Claire “Neely” O’Neil finds her way back to her home town of Millcreek Valley Iowa to open a bakery. Claire feels she needs the break from her own life to sort out the flavors of what decisions she needs to make as well as the desire she has to bring flavors and tastes to others. Claire has an unusual talent of adding the right flavor combination together to bring out a customers secrets, fears, desires… a talent Claire does not always want, but one that has brought great success when helping potential clients choose a wedding cake that suits them both, or a flavor to mend a broken heart.
Claire certainly doesn’t have to worry about much down time as messages and packages keep arriving from her husband she is separated from, her goth girl employee tries to cover her secrets and pain with dark-colored make up, an older woman of the neighborhood brings about stress, and a handsome man from Claire’s past makes her wonder what would have happened if she had chosen the path not taken.
There is plenty going on around Rainbow Bakery to keep even the pickiest customer coming back for more.

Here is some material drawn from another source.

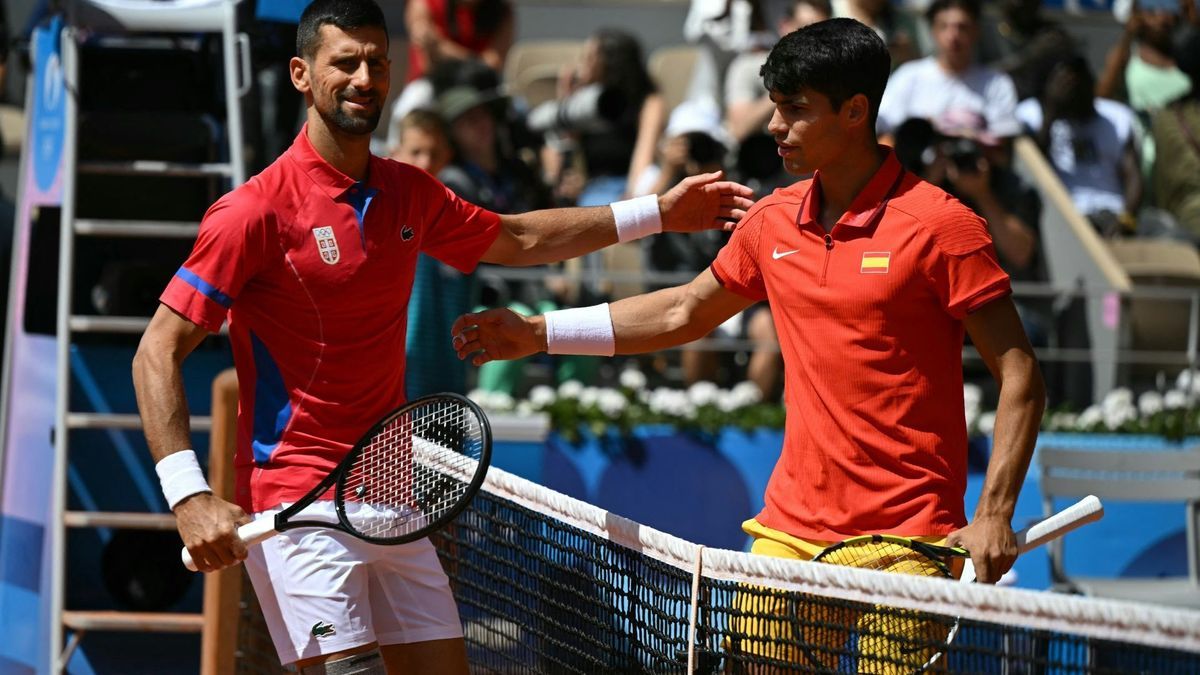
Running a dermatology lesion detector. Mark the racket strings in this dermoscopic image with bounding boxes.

The Cake Therapist was a light and sweet read. Early on in the book the story jumps into Claire’s talent of knowing what flavors work with what customers however I found that part confusing and if I had not first read the synopsis I would not have understood what was happening when Claire opens the bakery door and describes the flavors separating into light. There is also a lot going on in this book. A LOT. Between Claire’s own storyline unfolding, her employee Jett’s troubles, and a story set 100 years earlier following along in alternating chapters, the book felt a little choppy too me. I had trouble figuring out what the historical story had to do with the current story and things did not flow well until half way through the read.
The Cake Therapist was a good read and I enjoyed the characters although there was no great aha moment. When things do piece together in the end it is quick and eve though answers were revealed I don’t think enough of it was said earlier on for the reader to have that true “Oh! Of course!” moment. When the story ends it feels as though more could be said – but not enough for a second book.
My recommendation is to try The Cake Therapist for yourself as with my current life happenings I do not necessarily trust my feelings on this one. As a lighter read this book would make for a good summer read. Don’t expect a lot of “wow”, but you can expect to feel good.